Simple clear advice in plain English

Hands on: Database values

Discover how to overcome problems when you don’t know what value to enter

Ironically, one of the more challenging database problems is not what to do with the data, it’s what we do when we don’t have the data.

Suppose we have a field that is designed to store the number of children for each customer. We set it up as an integer field and start entering data.

When we reach David we realise that we simply don’t know the answer. The immediate temptation is to enter 0 (see attached picture).

The problem is that zero is a number just like 1, 2 or 3. In this case, since we don’t know how many children David has, entering zero is likely to be as inaccurate as entering any of those other values.

Indeed, if we run a query to find the average number of children for our customers we can see that zero is a bad entry. We have six customers for whom we have data. They have 12 children between them, so the average is 2.0 but given this table we get an answer of 12/7 = 1.7.

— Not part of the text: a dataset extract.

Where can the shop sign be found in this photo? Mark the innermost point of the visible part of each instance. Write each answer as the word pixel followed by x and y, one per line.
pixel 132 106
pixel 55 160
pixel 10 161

To cope with this kind of problem, the database world invented the ‘null’ value. If we don’t enter a number here (or delete the zero), then Access enters a null value. A null means, in essence: ‘We don’t know what this value is.’Databases do not treat nulls in the same way as other values. By which I mean, for example, that if we run the query again, Access notices that although we have seven rows of data we only have six values. So it divides the total (12) by the number of non-null values (6) and comes up with the correct answer.

Up, up and away
Upsizing is the gentle art of moving a database from one database engine to another, usually a client-server system. I recently looked at two upsizing tools, SSMA from Microsoft and Must from ASC Associates. Both are useful to have when upsizing from Access to SQL Server, but it is important to realise that no matter how good the upsizing tool, you need to have your brain switched on during the operation. The reason is that databases often have, encoded in their structure, the interaction between the problem we are trying to solve and the features of that particular database engine. An example may help to make this, admittedly somewhat abstract, point clearer.

The problem
You need different people, in different locations, to enter data into an Access database, so you give each person a different copy of the database. You will consolidate the data later into one database. Each new record needs a primary key value that is guaranteed to be unique, but how can you guarantee uniqueness when they are all using different copies of the database?

The solution
Access can generate GUIDs (Global Unique Identifiers). These were mentioned in the October column: usually implemented as Autonumber fields and used as primary keys, GUIDs are unwieldy strings with a very high probability of uniqueness.